Slipping through my fingers
The other day I dropped off Elsa, my almost six year old daughter, at school. It was her last day before holiday, and as I said good bye she walked off by herself without asking me to stay as she usually would. I watched her from afar. Her tiny body, her big backpack, her gaze seeking for her friends. I slowly walked back to my bike with my heart so tender. Once I was back on the rode, a few tears came down my cheeks and I started to sing ABBA’s ‘Slipping through my fingers’ - a song which is about that moment when you, as a parent, suddenly realise your baby is growing up.
I don’t want to reverse time. But to say I’m not feeling all the feels in regards to our kids getting older would also be a lie. Since becoming a parent I do have a different relationship to life - it’s so clear how nothing lasts forever - and I really do my best to be in, and embrace, each and every moment.
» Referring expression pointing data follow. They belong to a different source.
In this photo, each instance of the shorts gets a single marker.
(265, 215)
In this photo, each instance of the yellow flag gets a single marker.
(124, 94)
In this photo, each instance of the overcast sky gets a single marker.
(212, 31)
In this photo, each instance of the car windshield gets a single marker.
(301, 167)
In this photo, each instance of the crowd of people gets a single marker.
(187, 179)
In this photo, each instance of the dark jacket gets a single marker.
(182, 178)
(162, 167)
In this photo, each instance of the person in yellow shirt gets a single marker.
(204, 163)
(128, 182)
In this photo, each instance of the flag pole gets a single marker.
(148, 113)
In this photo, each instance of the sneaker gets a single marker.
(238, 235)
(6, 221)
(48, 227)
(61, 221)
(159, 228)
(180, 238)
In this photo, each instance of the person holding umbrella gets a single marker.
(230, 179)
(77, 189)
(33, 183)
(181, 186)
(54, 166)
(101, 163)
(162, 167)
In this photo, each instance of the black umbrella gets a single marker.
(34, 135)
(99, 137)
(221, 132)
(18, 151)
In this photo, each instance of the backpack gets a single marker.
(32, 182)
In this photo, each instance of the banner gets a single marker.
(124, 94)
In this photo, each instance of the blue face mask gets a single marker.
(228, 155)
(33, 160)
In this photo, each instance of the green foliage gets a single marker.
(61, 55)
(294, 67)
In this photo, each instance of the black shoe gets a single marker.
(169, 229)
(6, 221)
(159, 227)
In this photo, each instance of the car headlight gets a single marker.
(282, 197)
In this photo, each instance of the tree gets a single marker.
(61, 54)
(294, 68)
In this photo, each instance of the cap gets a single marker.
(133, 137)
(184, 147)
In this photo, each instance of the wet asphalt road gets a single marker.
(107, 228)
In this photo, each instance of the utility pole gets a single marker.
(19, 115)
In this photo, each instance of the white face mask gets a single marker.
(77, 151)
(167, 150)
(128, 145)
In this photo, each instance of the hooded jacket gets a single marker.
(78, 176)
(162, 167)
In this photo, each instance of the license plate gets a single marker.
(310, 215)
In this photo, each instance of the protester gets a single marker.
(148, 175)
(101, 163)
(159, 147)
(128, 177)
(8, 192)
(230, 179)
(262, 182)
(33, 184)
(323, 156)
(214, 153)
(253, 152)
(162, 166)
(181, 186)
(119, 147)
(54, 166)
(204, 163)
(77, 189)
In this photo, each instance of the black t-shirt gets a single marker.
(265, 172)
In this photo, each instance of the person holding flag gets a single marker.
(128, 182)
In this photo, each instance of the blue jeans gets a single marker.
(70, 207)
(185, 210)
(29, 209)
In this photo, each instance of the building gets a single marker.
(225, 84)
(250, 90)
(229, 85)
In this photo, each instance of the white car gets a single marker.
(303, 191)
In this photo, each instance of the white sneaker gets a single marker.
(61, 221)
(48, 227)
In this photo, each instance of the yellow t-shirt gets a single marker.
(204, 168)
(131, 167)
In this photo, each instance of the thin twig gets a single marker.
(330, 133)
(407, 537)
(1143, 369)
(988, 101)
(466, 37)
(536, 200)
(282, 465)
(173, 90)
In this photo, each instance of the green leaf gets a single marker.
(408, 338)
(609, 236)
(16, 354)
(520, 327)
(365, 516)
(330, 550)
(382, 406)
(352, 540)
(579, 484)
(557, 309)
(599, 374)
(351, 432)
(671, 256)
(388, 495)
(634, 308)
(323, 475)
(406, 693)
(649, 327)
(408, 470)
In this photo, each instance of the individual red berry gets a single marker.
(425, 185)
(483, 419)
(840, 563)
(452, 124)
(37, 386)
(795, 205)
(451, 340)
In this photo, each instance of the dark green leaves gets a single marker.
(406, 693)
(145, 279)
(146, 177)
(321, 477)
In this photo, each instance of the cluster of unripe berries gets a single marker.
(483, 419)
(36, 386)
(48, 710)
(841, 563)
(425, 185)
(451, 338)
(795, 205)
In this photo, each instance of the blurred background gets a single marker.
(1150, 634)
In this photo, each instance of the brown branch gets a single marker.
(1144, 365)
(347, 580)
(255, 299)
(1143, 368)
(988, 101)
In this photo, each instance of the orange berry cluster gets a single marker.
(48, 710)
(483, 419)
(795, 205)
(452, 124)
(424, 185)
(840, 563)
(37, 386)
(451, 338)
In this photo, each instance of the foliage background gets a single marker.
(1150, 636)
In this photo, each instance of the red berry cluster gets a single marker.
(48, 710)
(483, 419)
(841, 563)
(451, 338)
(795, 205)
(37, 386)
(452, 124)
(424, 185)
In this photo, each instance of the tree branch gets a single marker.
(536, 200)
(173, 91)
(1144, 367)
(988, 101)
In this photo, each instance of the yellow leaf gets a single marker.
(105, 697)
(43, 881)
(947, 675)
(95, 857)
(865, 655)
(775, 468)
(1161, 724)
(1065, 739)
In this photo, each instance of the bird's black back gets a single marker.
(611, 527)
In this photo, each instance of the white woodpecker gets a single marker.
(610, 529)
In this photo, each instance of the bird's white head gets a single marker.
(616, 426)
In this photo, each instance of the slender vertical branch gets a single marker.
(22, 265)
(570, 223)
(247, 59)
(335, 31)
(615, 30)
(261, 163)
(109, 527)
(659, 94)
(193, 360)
And yet, moments like this catch me off guard. They arrive quietly, in the most ordinary of mornings, and suddenly everything feels a little bigger, a little more fragile. It’s not about holding on or wishing things were different, but about letting it all move through me—the pride, the nostalgia, the ache, the love. Maybe this is what it means to witness a life unfolding right in front of you. To stand close enough to feel it, yet gently learn to let go, one small step at a time.